When the price of yen in relation to the greenback jumped, those who had borrowed now owed far more than the purchase price they bought in at, which led to margin calls, requiring borrowers to put up a larger amount of collateral if they wanted to remain in their loans that had now ballooned in cost, or be forced to immediately pay them back.

Because a healthy portion of the money that was borrowed was sunk into U.S. tech stocks, investors began unrolling their trades in those stocks to pay off their debts owed in borrowed yen.

Worst yet, because these traders began selling viciously stateside and buying-back viciously abroad, it both sullied the momentum of our stock market (as well at the price of Bitcoin), and conversely pumped Japan’s currency, which led to a currency SHORT SQUEEZE.

As more borrowers realized they were under water in their loans, more began paying them back, and as the currency debt was paid off, the more the yen increased in value, which created a nasty cyclical effect that ultimately led Japan’s stock market to crash.

Dénouement

Though Harris and Biden are intimately connected to Wall Street interests, and anyone who tells you otherwise is a fool or a liar, the yen carry trade and subsequent selloff — albeit modest and temporary — is not of their doing. 

(Of note, both the U.S. and Japan’s stock markets ended this past Friday at the same levels they were the previous Friday before the sell-off, while the VIX fell below 20 to close out the week, as if Monday’s flash-crash never happened).

It’s also important to point out: you should never associate the strength of the stock market with how everyday Americans are doing — I understand this reality all too well personally. 

Inflation is too high.

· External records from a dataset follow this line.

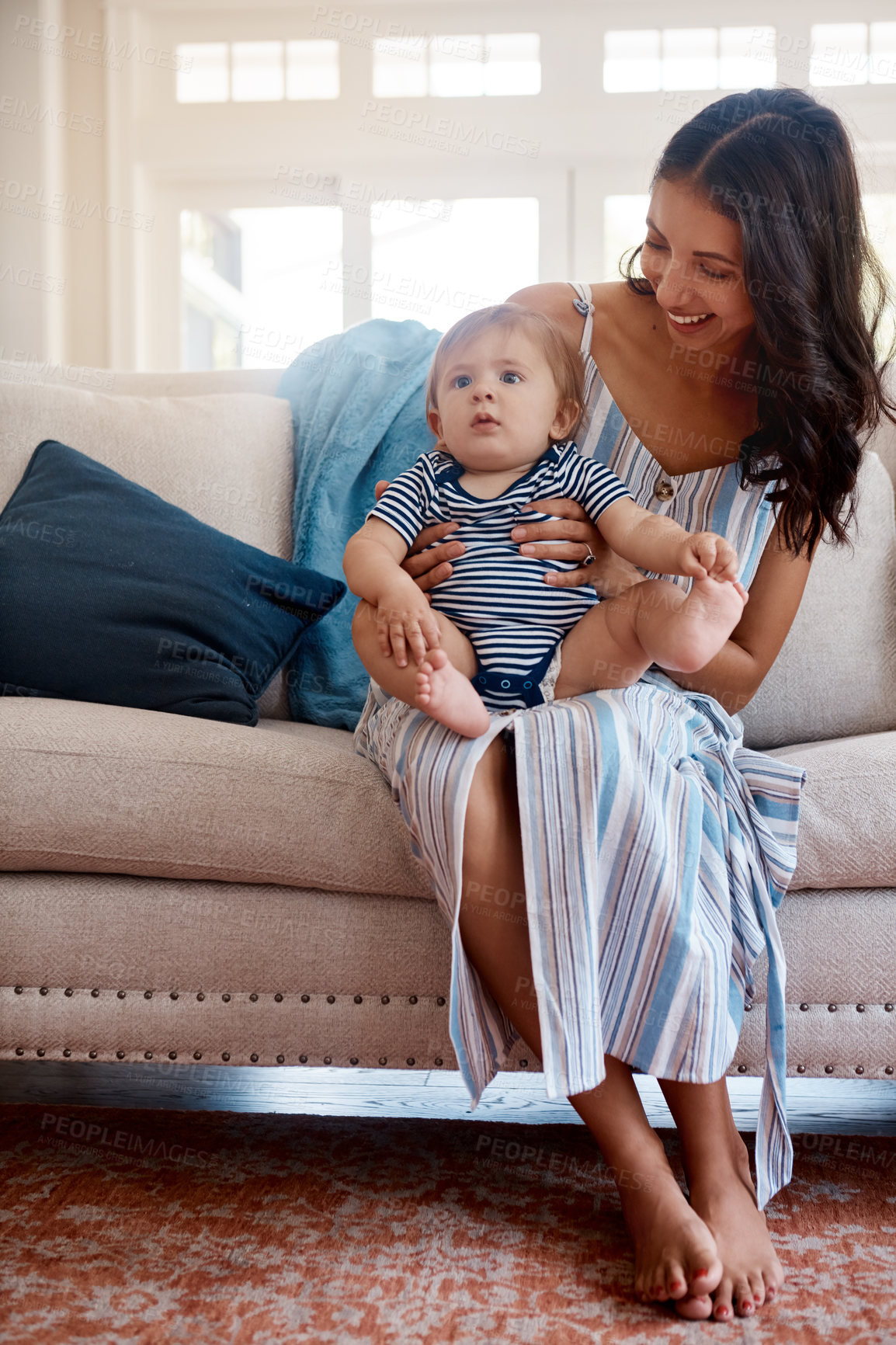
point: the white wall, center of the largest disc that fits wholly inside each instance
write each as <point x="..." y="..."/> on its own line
<point x="147" y="156"/>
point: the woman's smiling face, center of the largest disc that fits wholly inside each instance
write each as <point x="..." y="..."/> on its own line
<point x="693" y="260"/>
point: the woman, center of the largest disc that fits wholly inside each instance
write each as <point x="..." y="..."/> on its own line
<point x="650" y="845"/>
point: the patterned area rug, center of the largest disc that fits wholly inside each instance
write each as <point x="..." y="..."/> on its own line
<point x="155" y="1227"/>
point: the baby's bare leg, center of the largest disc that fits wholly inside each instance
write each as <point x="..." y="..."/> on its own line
<point x="440" y="686"/>
<point x="651" y="622"/>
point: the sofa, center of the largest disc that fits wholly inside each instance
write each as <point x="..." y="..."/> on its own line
<point x="181" y="889"/>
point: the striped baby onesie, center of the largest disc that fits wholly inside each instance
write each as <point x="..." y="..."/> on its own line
<point x="657" y="848"/>
<point x="497" y="596"/>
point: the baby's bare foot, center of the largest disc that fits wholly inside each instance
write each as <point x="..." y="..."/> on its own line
<point x="752" y="1274"/>
<point x="703" y="624"/>
<point x="674" y="1249"/>
<point x="447" y="696"/>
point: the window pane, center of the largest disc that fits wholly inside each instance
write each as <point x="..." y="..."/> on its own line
<point x="624" y="228"/>
<point x="436" y="270"/>
<point x="312" y="70"/>
<point x="400" y="68"/>
<point x="257" y="71"/>
<point x="883" y="53"/>
<point x="514" y="64"/>
<point x="839" y="54"/>
<point x="747" y="58"/>
<point x="203" y="75"/>
<point x="690" y="58"/>
<point x="631" y="61"/>
<point x="457" y="68"/>
<point x="286" y="295"/>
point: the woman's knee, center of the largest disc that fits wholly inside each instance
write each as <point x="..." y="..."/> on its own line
<point x="363" y="623"/>
<point x="491" y="828"/>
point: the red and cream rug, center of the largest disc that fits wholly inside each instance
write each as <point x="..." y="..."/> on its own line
<point x="156" y="1227"/>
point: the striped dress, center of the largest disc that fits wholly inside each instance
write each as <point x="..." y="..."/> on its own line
<point x="655" y="846"/>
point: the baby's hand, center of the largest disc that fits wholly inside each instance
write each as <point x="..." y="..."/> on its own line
<point x="708" y="556"/>
<point x="404" y="617"/>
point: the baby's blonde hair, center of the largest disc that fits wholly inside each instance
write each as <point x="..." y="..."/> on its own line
<point x="564" y="362"/>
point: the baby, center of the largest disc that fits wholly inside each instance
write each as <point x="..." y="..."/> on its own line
<point x="505" y="391"/>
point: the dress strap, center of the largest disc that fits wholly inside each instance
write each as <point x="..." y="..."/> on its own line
<point x="584" y="306"/>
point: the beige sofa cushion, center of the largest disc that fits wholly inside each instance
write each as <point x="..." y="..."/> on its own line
<point x="835" y="674"/>
<point x="226" y="457"/>
<point x="846" y="834"/>
<point x="100" y="788"/>
<point x="104" y="788"/>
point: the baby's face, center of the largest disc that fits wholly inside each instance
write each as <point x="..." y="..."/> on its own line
<point x="498" y="402"/>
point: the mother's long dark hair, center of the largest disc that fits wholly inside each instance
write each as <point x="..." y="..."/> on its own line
<point x="780" y="165"/>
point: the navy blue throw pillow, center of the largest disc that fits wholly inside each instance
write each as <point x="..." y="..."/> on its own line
<point x="109" y="593"/>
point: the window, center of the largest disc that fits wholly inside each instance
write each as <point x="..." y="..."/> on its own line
<point x="852" y="54"/>
<point x="457" y="66"/>
<point x="257" y="71"/>
<point x="646" y="60"/>
<point x="312" y="70"/>
<point x="203" y="75"/>
<point x="438" y="266"/>
<point x="259" y="286"/>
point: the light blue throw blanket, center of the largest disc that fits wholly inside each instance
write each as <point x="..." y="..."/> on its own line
<point x="358" y="408"/>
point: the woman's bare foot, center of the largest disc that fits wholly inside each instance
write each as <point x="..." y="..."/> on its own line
<point x="694" y="634"/>
<point x="675" y="1254"/>
<point x="447" y="696"/>
<point x="752" y="1274"/>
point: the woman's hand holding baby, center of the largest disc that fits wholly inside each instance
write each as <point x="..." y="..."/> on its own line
<point x="405" y="620"/>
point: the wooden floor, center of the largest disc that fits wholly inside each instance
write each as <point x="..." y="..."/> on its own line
<point x="818" y="1106"/>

Wages aren’t keeping up. Credit card interest rates are criminal. The housing market is inaccessible to most working-class Americans. And no matter what the talking heads and analyst worms on CNBC proclaim, for many Americans, life is more economically challenging now than it was five years ago. 

Not because Trump was The Messiah, but because exiting the pandemic companies realized they could gouge customers on products we need, like groceries and gas, and there was very little we could do about it. A reality that’s unlikely to be curtailed under either a Trump or Harris administration.

Nevertheless, the stock market is the primary economic indicator DJT has pointed to time-and-again, in and out of office as proof of economic strength; ergo, if Trump were in office right now, he’d be gloating to hog heaven about how strong the stock market is.

Furthermore, the main takeaway is: no matter who is president, Wall Street and its house of cards is always up to some new gimmick, that’s always the same old gimmick, just with a slightly different twist. 

Like heroin junkies they cannot help themselves. Every five to ten years like clockwork their speculative bets break America’s piggy bank—for which they should be held accountable—but are not by a congress that fails to provide proper oversight and regulation — WHICH OF COURSE THE GOP DEFINITELY DOESN’T WANT.

Generally, The Insiders get their own money out before everyday folks are left holding the bag. In the bag is a recession, layoffs, housing crashes and other excrement.

We’ll have to see if the unwinding of the carry trade is over. According to some analysts, it’s only 50 to 60% unwound. 

Kit Juckes, a global strategist imparted his stance on the unfolding saga, in a message to his clients last Monday, as reported by CNN, writing:

“You can’t unwind the biggest carry trade the world has ever seen without breaking a few heads.”